In Marin v. Costco Foods, decided in 2008, the court considered a section of the DLSE’s manual relating to the calculation of overtime payments due on “flat sum” bonus plans. The trial court felt bound to follow the formula set forth in the manual even though it produced “irrational results,” and held that the bonus plan violated state law. On appeal, the employer argued that the manual section was a void regulation, and the Court of Appeal agreed. In doing so, the court noted that manual section cited no supporting statute, regulation, court decision, opinion letter or Labor Commissioner decision – the only source the DLSE cited for its bonus rule was “public policy.”

On occasion, an employer disagreeing with the DLSE’s position may take the offensive. In the 2003 decision of California School of Culinary Arts v. Lujan, the employer sued the DLSE, seeking a declaration from the court that its instructors were teachers in an “accredited college” and thus exempt from state law overtime requirements. The DLSE’s manual limited the definition of “accredited college” to schools that awarded a bachelor’s degree or higher. The Court of Appeal held that this section of the manual was an underground regulation and inconsistent with law.

Decisions Benefitting Employees

Employers take note: courts also have disagreed with the DLSE’s opinion letters and manual to the benefit of employees. Perhaps the most significant example is Murphy v. Kenneth Cole Productions, Inc. There, the California Supreme Court considered whether payments to employees for missed meal and rest periods under Labor Code section 226.7 were “wages” or “penalties.” The DLSE had issued an opinion stating that section 226.7 payments were penalties and therefore a one-year statute of limitations applied.
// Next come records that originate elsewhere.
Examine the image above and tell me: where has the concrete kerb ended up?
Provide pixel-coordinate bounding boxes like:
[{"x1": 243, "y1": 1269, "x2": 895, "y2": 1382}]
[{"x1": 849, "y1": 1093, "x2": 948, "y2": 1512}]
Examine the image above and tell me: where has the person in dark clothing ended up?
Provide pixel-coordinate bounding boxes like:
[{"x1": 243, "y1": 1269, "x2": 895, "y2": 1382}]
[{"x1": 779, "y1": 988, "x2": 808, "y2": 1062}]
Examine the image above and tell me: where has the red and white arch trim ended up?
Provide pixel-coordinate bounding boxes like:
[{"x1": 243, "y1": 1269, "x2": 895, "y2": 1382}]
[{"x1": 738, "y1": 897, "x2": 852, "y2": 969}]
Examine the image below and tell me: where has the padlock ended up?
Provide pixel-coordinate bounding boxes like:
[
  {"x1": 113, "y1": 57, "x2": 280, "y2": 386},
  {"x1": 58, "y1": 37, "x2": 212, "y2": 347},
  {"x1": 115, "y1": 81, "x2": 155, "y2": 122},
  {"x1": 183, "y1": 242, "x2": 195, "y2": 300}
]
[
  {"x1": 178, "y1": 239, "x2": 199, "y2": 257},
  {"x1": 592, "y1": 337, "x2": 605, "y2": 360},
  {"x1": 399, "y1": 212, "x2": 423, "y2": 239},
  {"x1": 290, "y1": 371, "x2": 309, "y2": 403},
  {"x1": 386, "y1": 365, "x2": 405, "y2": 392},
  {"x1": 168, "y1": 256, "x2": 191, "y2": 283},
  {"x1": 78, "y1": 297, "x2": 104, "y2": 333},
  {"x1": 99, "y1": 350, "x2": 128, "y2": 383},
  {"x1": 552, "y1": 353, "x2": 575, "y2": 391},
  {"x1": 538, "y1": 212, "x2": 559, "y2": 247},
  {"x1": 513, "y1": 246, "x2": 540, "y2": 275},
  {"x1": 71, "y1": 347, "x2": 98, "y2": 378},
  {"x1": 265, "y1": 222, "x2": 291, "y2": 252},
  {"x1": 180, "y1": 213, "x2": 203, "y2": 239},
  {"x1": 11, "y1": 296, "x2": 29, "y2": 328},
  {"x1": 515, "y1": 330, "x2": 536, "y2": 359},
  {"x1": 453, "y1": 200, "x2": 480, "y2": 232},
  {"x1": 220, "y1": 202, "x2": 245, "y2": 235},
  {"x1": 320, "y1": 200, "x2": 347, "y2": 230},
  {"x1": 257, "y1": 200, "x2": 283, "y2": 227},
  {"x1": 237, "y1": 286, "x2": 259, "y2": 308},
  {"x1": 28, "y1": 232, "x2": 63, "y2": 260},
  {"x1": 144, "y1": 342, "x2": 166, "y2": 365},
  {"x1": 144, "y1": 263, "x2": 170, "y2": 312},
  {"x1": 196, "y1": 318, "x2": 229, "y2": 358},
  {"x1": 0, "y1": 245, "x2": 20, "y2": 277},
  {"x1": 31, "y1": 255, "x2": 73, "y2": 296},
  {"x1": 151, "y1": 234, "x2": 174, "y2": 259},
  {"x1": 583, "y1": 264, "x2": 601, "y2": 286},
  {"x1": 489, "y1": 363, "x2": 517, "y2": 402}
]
The Supreme Court disagreed, holding that such payments were wages and subject to a three-year statute of limitations. In addition to noting that the DLSE’s construction of section 226.7 was not binding, the court observed that the DLSE had previously issued four opinion letters stating that missed meal payments were wages – but changed its position when “the issue became highly politicized.” The court observed that, “when an agency’s construction flatly contradicts is original interpretation, it is not entitled to significant deference.”

Practical Tips

First and foremost, the DLSE manual and opinion letters contain helpful analysis and should not be ignored. The agency’s interpretations often are based on prior case law or existing statutes and regulations. So, not all of the positions the DLSE takes are vulnerable in court.

Employers and lawyers should not ignore DLSE provisions that have no clear basis in law, either. As stated, right or wrong, the agency will rely on its own interpretations of the law at administrative hearings. Employers seeking to overturn these rulings must do so in court, which can be an expensive proposition when an employee’s administrative claim involves just a few hundred dollars.

Lawyers relying on DLSE interpretations should consider whether to qualify their advice to make clear to clients that the DLSE’s opinions are not binding and could be reversed by a court. Uncritical reliance on the DLSE’s legal position could expose an employer to serious liability. The Legislature should insulate employers who rely on DLSE interpretations. Until then, caveat lawyer.

As always, before adopting any wage-and-hour practice that could lead to potential class-wide liability, employers should consult with competent wage-and-hour counsel.